敵はいずこへ、またいずこ
――ホイホイ城下町
「号外でーす! 号外でーす!」
元気な新聞屋が町を行きかう人たちに新聞を配る。
元奴隷だった姉妹イチとニーはそれを受け取り、まだ読み書きが覚束ない妹のニー為にイチがそれを読み上げてあげる。
「ニー、まただよ」
「またなの? やっぱりルーク様凄いねー」
「うん、ここの所、連戦連勝だね」
「イチ姉ちゃん、戦いに勝ったらこの国もどんどん豊かになるんだよね」
「多分、そうだと思うよ」
「ルーク様も頑張ってるみたいだし、ニーたちも頑張ろうね」
「そうだね」
『我が国、最強ルーク軍、また勝利! イタ国に圧勝!』
その号外の見出しはそう書かれていた。
ルークは強華というカードを手に入れたことで、ここ最近はラブジルを下しても消えなかった小さな国を一つずつ丁寧に潰して回っていた。
今、イチとニーの見た号外で潰した国が最後だった。
後は反対派最大の国アシロとその傘下の小国、これを残すだけで、実質ホイホイとアシロの一騎打ち状態にまで来ていた。
そのことで、最初に掲げた無茶な宣言であった税の撤廃で底がつきかけていた財政もかなりのところまで回復した。
何せ、戦争を起こしても元手が恐ろしく安い。
ラブジルからの武器の提供に、神崎と強華による短期決戦での開城のおかげで、食料面でも一週間分もいらない(ほぼ移動時の分)上に怪我人も少なく治療面でかかるコストも最小限だ。
あとは、兵の疲労による駒不足だが、これも潰した小国から兵を無理やり徴収する形でなんとか賄えていた。
あとは勝てば、小国分から好きなだけ財を搾り取れる。
ホイホイは確実に大きな国となり、他の国からのマークも強くなってきていた。
「イチ姉ちゃん、私達もルーク様の為に何か出来ないかな?」
ニーは鼻息荒くイチに詰め寄る。
イチは困り顔でニーをなだめる。
「私達は戦闘面で優れたスキルを持ってるわけじゃないし、自分たちのお仕事を頑張るのが一番だと思うよ」
「でもー」
「ほら、お使いの途中でしょ。早く帰らなくちゃ」
「うん」
この連日の戦争をホイホイ国内では快心連戦と呼んでいた。
連戦連勝、小国を飲み込み着実に大きくなっていく新参国。
これが目につかないはずがない。
しかし、その度に見え隠れする大国ラブジルの存在。
今、人間たちの国の中では張り詰めた空気が場を支配していた。
深い森の中、霧も濃いその中で、その者たちは囁き合う。
会話を始めたのは、語尾がゆったりとした者だ。
「なんだか~、今、好き勝手やってる人間の国があるみたいですよ~」
「単体でも弱いくせに全体の団結力も弱い人間の国のことなどどうでもいい。俺たちは打倒魔王が一番の目的だろうが」
その会話に一番に加わったのが、力強く野太い声の持ち主だった。
「ま~、そうなんですけどね~、何かに利用できないかな~と思って」
呑気な声の持ち主が利己的な提案をする。
しかし、周りには嘲笑されるだけだった。
「人間同士の小競り合いなどどうでもいいでしょう。でも、もしその国に伝説のスキル保持者でもいれば話は別ですけどね」
特に眼鏡をしているわけではないが、していたらクイッとしそうな知性的な声の持ち主が声を発した。
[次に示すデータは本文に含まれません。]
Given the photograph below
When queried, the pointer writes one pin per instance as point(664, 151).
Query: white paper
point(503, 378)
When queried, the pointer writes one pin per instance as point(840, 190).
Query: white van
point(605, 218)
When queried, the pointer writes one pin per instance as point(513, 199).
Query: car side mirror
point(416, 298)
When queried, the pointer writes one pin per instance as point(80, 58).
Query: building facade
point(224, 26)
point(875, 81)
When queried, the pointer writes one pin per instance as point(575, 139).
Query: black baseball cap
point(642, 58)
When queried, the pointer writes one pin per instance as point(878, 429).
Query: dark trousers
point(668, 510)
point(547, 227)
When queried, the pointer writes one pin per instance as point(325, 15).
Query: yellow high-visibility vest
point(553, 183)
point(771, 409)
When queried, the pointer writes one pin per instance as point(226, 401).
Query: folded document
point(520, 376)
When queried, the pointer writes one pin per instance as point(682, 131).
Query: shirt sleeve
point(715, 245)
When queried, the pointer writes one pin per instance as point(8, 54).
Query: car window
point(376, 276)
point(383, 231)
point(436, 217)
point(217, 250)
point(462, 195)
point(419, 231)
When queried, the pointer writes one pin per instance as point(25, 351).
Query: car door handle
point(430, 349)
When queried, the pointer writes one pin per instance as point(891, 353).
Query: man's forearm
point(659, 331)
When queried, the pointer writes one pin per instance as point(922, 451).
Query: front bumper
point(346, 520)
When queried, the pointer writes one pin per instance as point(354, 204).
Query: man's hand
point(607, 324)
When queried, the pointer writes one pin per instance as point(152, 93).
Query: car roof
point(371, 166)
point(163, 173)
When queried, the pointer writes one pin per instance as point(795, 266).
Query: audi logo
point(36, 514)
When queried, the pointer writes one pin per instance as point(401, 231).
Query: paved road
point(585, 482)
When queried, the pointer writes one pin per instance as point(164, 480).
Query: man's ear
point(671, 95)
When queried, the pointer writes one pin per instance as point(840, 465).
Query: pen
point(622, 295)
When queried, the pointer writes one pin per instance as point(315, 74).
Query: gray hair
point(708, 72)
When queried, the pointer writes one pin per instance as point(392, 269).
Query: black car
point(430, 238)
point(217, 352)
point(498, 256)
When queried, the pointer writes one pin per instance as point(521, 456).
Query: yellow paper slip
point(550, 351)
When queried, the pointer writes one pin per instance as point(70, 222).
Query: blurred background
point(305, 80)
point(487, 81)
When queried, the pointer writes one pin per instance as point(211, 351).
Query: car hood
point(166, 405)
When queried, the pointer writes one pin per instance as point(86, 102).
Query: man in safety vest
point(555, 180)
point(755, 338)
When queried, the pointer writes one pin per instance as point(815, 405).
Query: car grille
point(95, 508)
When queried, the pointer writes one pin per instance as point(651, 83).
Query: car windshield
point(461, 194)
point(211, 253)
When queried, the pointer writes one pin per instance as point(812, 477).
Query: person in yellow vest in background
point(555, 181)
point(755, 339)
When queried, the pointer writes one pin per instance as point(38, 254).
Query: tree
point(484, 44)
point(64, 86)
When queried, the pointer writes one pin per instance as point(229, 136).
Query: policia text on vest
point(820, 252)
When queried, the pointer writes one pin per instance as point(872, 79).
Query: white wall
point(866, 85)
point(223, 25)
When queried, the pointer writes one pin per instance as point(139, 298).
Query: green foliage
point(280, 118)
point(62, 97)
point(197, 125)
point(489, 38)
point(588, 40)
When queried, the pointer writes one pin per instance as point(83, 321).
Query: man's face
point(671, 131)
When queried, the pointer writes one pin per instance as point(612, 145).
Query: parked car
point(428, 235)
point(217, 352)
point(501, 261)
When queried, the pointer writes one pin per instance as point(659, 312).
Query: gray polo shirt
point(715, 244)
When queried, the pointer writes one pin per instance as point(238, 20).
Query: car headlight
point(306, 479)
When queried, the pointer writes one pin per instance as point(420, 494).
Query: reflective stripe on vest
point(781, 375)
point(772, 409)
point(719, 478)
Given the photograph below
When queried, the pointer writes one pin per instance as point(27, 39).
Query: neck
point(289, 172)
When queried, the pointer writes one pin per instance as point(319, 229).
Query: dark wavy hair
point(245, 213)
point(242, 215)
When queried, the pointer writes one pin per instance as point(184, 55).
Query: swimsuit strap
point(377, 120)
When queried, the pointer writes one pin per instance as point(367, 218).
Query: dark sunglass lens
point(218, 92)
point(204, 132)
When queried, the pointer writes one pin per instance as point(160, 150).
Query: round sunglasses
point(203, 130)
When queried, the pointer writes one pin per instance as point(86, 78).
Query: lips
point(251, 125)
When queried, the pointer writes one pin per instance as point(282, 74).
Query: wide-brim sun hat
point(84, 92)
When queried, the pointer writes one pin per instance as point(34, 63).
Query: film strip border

「なんだっけ? 唯一、人間でも魔王に届きうるスキルだっけ? そんなのあるの?」
快活な声の者が天真爛漫そうに疑問を呈した。
「さぁ、私にも詳しい事は。何せ、人間の事なので、あまり興味がわかなくて」
知的声が本当に興味なさそうに言った。
「僕も暇じゃないからね、人間にはあまり興味がわかないなー」
最後に会話に加わったのは、ハスキー声の男か女かも聞き分けづらい者だった。
「そっか~、でもそんなに強い人間がいるなら会ってみたいな~」
のんびり声は思ったより話題が広がらずがっかりした様子だ。
その声森の中で反響し、どんどん小さくなっていく。
そして、声の主たちは霧の中に姿を消した。